@sylvain
Je crois comprendre mais qu’y aurait-il de post-moderne dans le texte ? Le ressenti de l’auteure correspond aux conditions modernes, pas post-modernes. Le paradigme n’a pas changé, il reste moderne. Les conditions matérielles changent, le progrès technique est un fait, mais le paradigme reste identique, ce me semble. Je ne comprends pas ce que pourrait être la post-modernité.

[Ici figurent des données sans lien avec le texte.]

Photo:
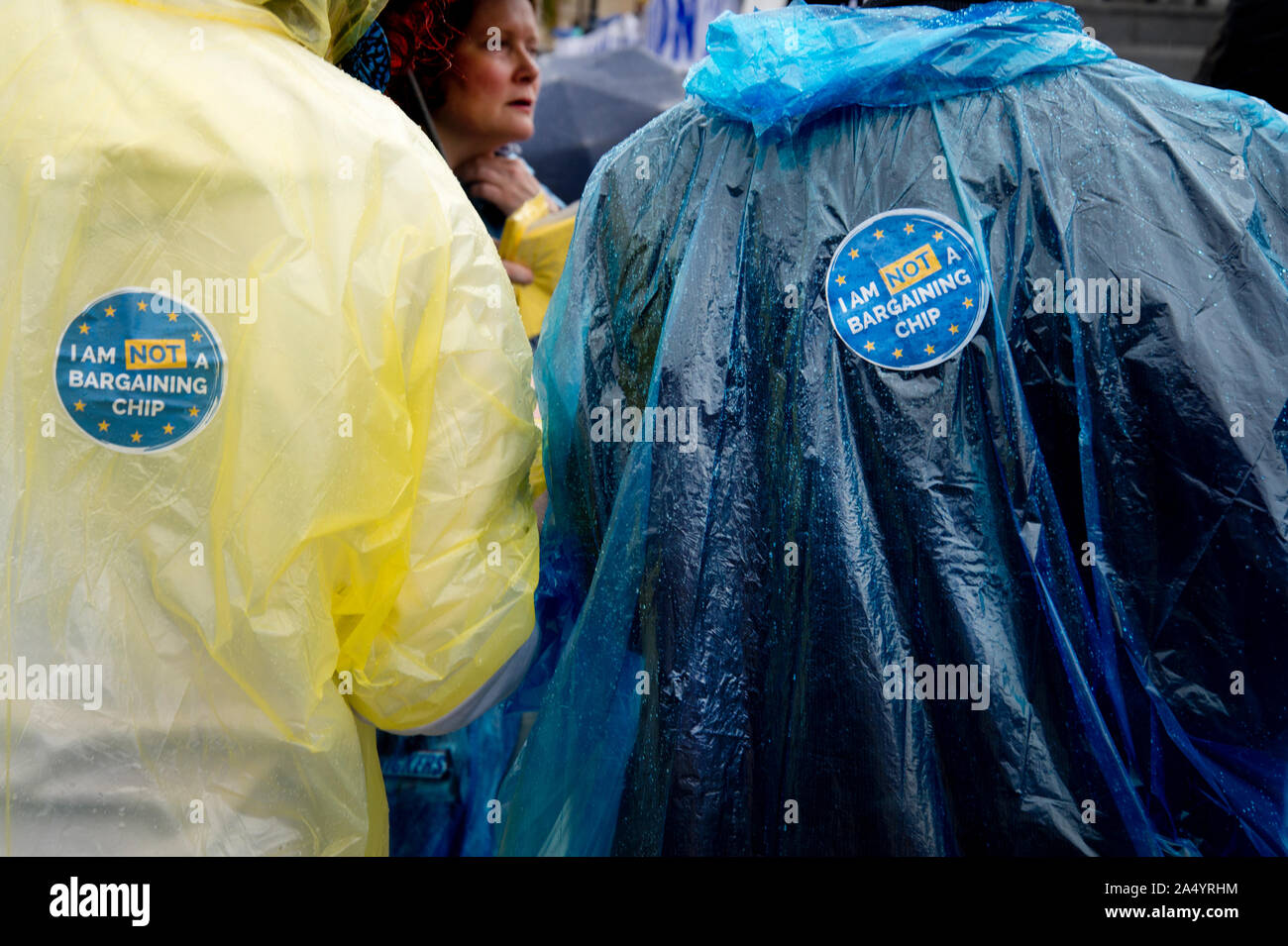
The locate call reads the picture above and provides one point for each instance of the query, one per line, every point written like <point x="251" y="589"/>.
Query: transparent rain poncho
<point x="321" y="502"/>
<point x="1094" y="504"/>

Je dirais plutôt que nous sommes à un moment de l’histoire d’une infrastructure — et je parle ici à la façon d’un matérialiste —, une infrastructure « moderne », capitaliste, qui génère (au moment dans lequel nous sommes, donc) une tristesse générale, c’est-à-dire un ou plutôt des états psychologiques conforment aux contraintes qu’elle impose. En cela, nous sommes encore dans la Modernité, me semble-t-il. Une modernité qui, évidemment, ne tient pas ses promesses.
C’est en cela que je crois que vous avez raison quand vous évoquez la modernité des affects autour du vertige du possible. Ils sont bien modernes, mais du début de la modernité. Aujourd’hui, au stade où nous en sommes, nous sommes de plus en plus pris dans un système ; la modernité s’empare de nous, corps et âmes. D’où la démoralisation générale : on nous a sorti de l’âge gai de l’autonomie pour nous forcer dans la morgue de celui de l’hétéronomie. Voilà l’aboutissement de la philosophie : le totalitarisme.
En cela, je crois que le seul moment où nous pourrons parler de post-modernité, ce sera pour parler des peuples qui se seront libérés du joug de la philosophie et de son monde. Sans cela, ce sera le totalitarisme, et il est moderne, il est l’aboutissement de la modernité.